# Hi from Gdańsk



## Endorlado (Sep 27, 2010)

Well, I live in Gdańsk, Poland. My favourite mantis is G. Gongylodes.


----------



## novaz (Sep 27, 2010)

Endorlado said:


> Well, I live in Gdańsk, Poland. My favourite mantis is G. Gongylodes.


Welcome to Mantid forum

lots of friendly people and great advice


----------



## lancaster1313 (Sep 27, 2010)

Welcome.


----------



## Rick (Sep 27, 2010)

Welcome


----------



## PhilinYuma (Sep 27, 2010)

Welcome from Yuma, Arizona!


----------



## Jesskb (Sep 27, 2010)

welcome


----------



## Seattle79 (Sep 27, 2010)

Great to have you. Welcome.

-Kevin


----------



## LauraMG (Sep 27, 2010)

Welcome welcome!


----------



## shorty (Sep 27, 2010)

Welcome to the forum!


----------



## ismart (Sep 27, 2010)

Welcome to the forum!


----------



## hibiscusmile (Sep 27, 2010)

Welcome Gdańsk


----------



## Peter Clausen (Sep 28, 2010)

Welcome! Do you currently keep G. gongylodes or any other mantis species?


----------



## angelofdeathzz (Oct 3, 2010)

Welcome


----------



## Endorlado (May 15, 2011)

"Welcome!
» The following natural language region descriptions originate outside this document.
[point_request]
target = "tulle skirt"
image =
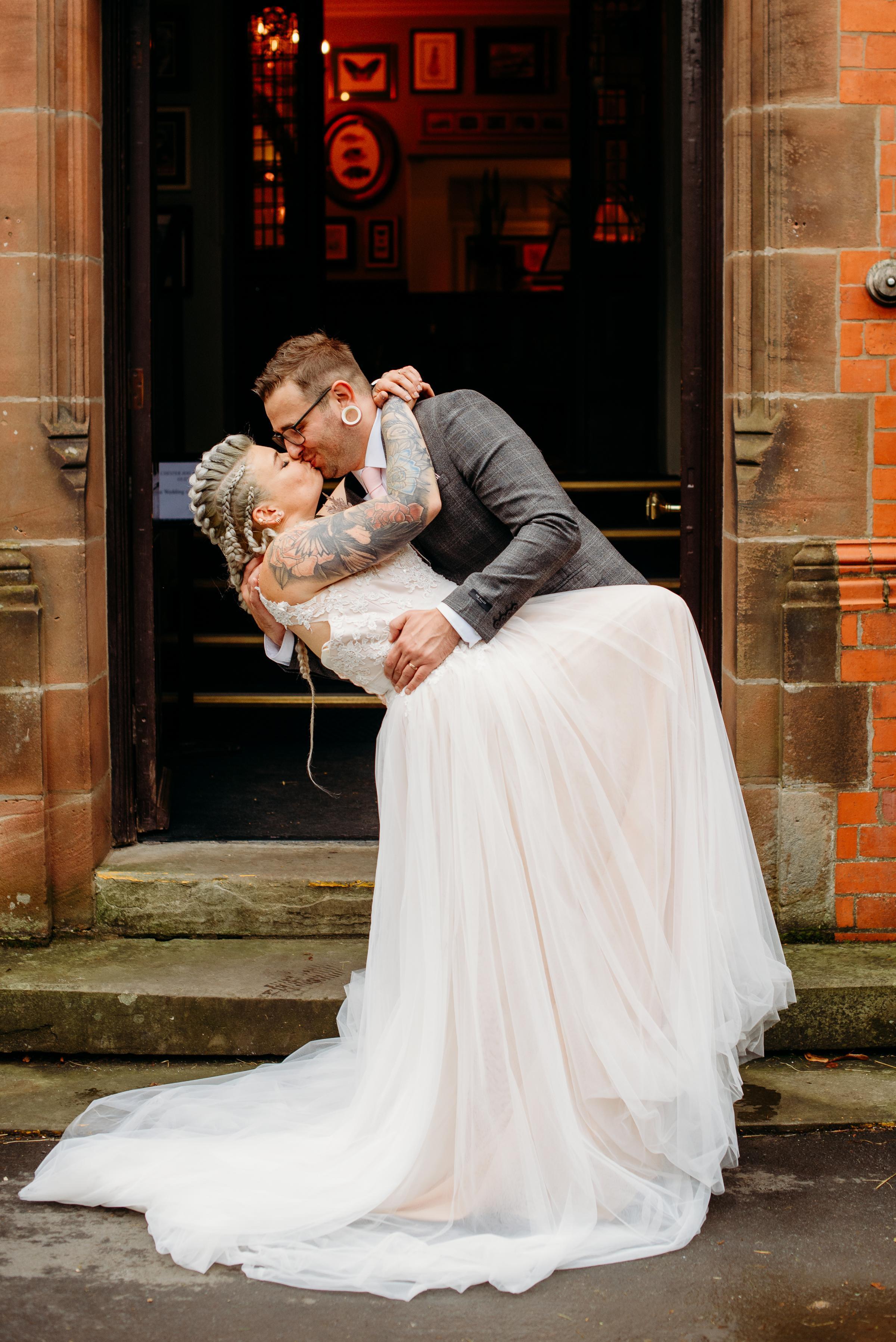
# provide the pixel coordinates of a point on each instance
(572, 949)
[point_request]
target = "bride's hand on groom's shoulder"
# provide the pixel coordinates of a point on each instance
(405, 383)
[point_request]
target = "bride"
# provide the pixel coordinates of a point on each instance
(572, 947)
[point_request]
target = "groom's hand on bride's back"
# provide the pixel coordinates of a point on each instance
(405, 383)
(420, 642)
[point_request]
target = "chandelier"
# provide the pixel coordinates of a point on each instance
(274, 33)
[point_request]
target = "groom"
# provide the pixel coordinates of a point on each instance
(506, 529)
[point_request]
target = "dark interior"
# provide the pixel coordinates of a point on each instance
(522, 243)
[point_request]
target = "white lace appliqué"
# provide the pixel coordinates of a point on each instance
(359, 611)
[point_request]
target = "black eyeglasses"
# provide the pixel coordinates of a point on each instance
(292, 435)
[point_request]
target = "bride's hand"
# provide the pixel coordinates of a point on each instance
(257, 608)
(405, 383)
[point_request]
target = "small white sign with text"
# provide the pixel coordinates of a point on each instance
(171, 492)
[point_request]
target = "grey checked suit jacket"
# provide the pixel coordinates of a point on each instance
(506, 529)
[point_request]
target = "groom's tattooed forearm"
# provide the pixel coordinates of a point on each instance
(410, 476)
(340, 544)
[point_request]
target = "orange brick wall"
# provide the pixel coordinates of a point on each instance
(866, 869)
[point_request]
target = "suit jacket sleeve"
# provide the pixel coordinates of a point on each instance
(509, 474)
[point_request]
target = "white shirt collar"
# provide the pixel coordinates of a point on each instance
(376, 454)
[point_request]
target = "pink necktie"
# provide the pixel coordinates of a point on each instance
(372, 480)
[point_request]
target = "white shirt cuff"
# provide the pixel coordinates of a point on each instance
(458, 623)
(282, 656)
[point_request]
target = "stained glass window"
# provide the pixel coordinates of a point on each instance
(619, 85)
(274, 38)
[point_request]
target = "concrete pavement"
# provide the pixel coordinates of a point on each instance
(804, 1239)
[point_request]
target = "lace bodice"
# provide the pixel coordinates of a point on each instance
(359, 611)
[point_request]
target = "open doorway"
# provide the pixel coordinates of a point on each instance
(493, 196)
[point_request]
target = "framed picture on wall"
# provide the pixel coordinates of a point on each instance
(172, 148)
(514, 61)
(436, 59)
(383, 243)
(367, 73)
(340, 243)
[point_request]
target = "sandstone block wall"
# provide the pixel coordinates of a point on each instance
(54, 769)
Do you currently keep G. gongylodes or any other mantis species?"

Now I keeping:

-Omonantis zebrata

-Litaneutria minor

-Brunneria borealis

-Gongylus gongylodes

-Blepharopsis mendica

-Alalomantis sp. Guinea

-Rhombodera sp. Indonesia

-Pseudovates peruviana (I need male)

-Phyllocrania paradoxa

-Hymenopus coronatus

-Statilia nemoralis

-Tenodera solomonis


----------



## hibiscusmile (May 15, 2011)

Would like to trade a few with you for some new bloodlines! Interested?


----------



## bonibaru (May 17, 2011)

Hello and welcome!


----------



## Szlaku (Jun 6, 2011)

Witam Gdansk


----------



## Mr.Mantid (Jun 7, 2011)

Welcome.


----------



## Andyfrog321 (Jul 3, 2011)

Welcome!


----------